Shiny Singapore, with its futuristic architecture, neon-flecked high rises and steamy climate is an alluring hub of decadent living. Alongside its slick contemporary visage, the city state also retains much of its traditional culture, especially evident in its bustling street life, temples and colonial buildings. Eating out is a big deal here, and you can feast like a king whether seated at a fine dining table or a street food stall.
Singapore’s infrastructure and public transport system are world class. The easiest way to get around is via the efficient MRT subway system. There are four lines and it runs until midnight from the centre to suburban areas. A couple of hundred traditional trishaws zip around tourist areas and are a fun way of getting from A to B.
Newcomers to Singapore are inevitably struck by its futuristic architecture. Indeed the buildings of the city centre and financial district are rather majestic. The hump-back whale-like Gardens by the Bay is one of the most impressive new buildings, both outside and in, where there are no supports; as part of a government plan to make Singapore greener, these enormous greenhouses are filled with horticulture and exhibitions about climate change.

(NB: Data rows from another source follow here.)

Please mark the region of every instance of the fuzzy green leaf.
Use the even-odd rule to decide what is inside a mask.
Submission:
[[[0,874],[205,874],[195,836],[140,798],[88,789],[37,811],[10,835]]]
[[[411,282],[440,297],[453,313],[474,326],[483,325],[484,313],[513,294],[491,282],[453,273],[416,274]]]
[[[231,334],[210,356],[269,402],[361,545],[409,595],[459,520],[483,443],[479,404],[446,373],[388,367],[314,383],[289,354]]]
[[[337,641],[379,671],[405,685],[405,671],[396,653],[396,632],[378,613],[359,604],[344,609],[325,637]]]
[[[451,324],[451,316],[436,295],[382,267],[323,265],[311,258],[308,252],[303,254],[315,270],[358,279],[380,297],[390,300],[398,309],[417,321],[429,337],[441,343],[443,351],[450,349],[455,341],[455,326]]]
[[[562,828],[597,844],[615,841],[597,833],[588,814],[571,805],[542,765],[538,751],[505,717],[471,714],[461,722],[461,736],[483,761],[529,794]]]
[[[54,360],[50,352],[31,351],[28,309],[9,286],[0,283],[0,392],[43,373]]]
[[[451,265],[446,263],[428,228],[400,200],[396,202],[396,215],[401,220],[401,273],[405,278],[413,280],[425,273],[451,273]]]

Notable buildings also include the triple-towered Marina Bay Sounds – the huge platform atop it has clubs, restaurants, parks and the world's longest infinity pool – and the Esplanade: Theatres on the Bay, which resembles a gigantic durian fruit. Meanwhile, retro architecture lovers will enjoy the horseshoe-profiled Pearl Bank Apartments block and the brutalist OCBC Centre, both dating back to the 1970s.
Although Singapore has seen a huge surge in modernity in recent years, parts of the colonial era remain. The tax-free port Sir Stamford Raffles established in the early 19th century has largely been papered over by new constructions, but some old buildings remain, not least that which houses the National Museum and the grand Raffles hotel itself. The previously seedy district around Bras Basah Road is also home to several art museums.
Beyond the glittering modern architecture, what makes Singapore fascinating is its cultural mix. Home to ethnic Chinese, Malay and Indians, the communities have formed distinct neighbourhoods. Singapore's Chinatown dates back to the colonial era and features many temples and pagodas; hipsters have also moved in, opening cool restaurants, bookshops and bohemian cafes. East of the Singapore River, check out distinctive Little India, as it was named in the colonial era. The restaurants here are some of the best in Singapore, and there are plenty of interesting clothing and food shops and Hindu temples.
The cultural blend of Chinese, Malay and Indian, as well as to a smaller degree European, makes for an always-exciting dining experience in Singapore. Street food abounds in the city state, and the locals like it spicy, so beware. It's possible to eat pretty authentic Chinese or Indian food at dedicated restaurants, but perhaps the most interesting Singaporean cuisine is that which merges different influences. Chicken rice is thought of as the national dish, found everywhere from local joints to high-end restaurants. Also look out for crab in chilli sauce, fish-head curry and laksa, a broth of chicken or fish with coconut milk that combines Chinese and Malay elements.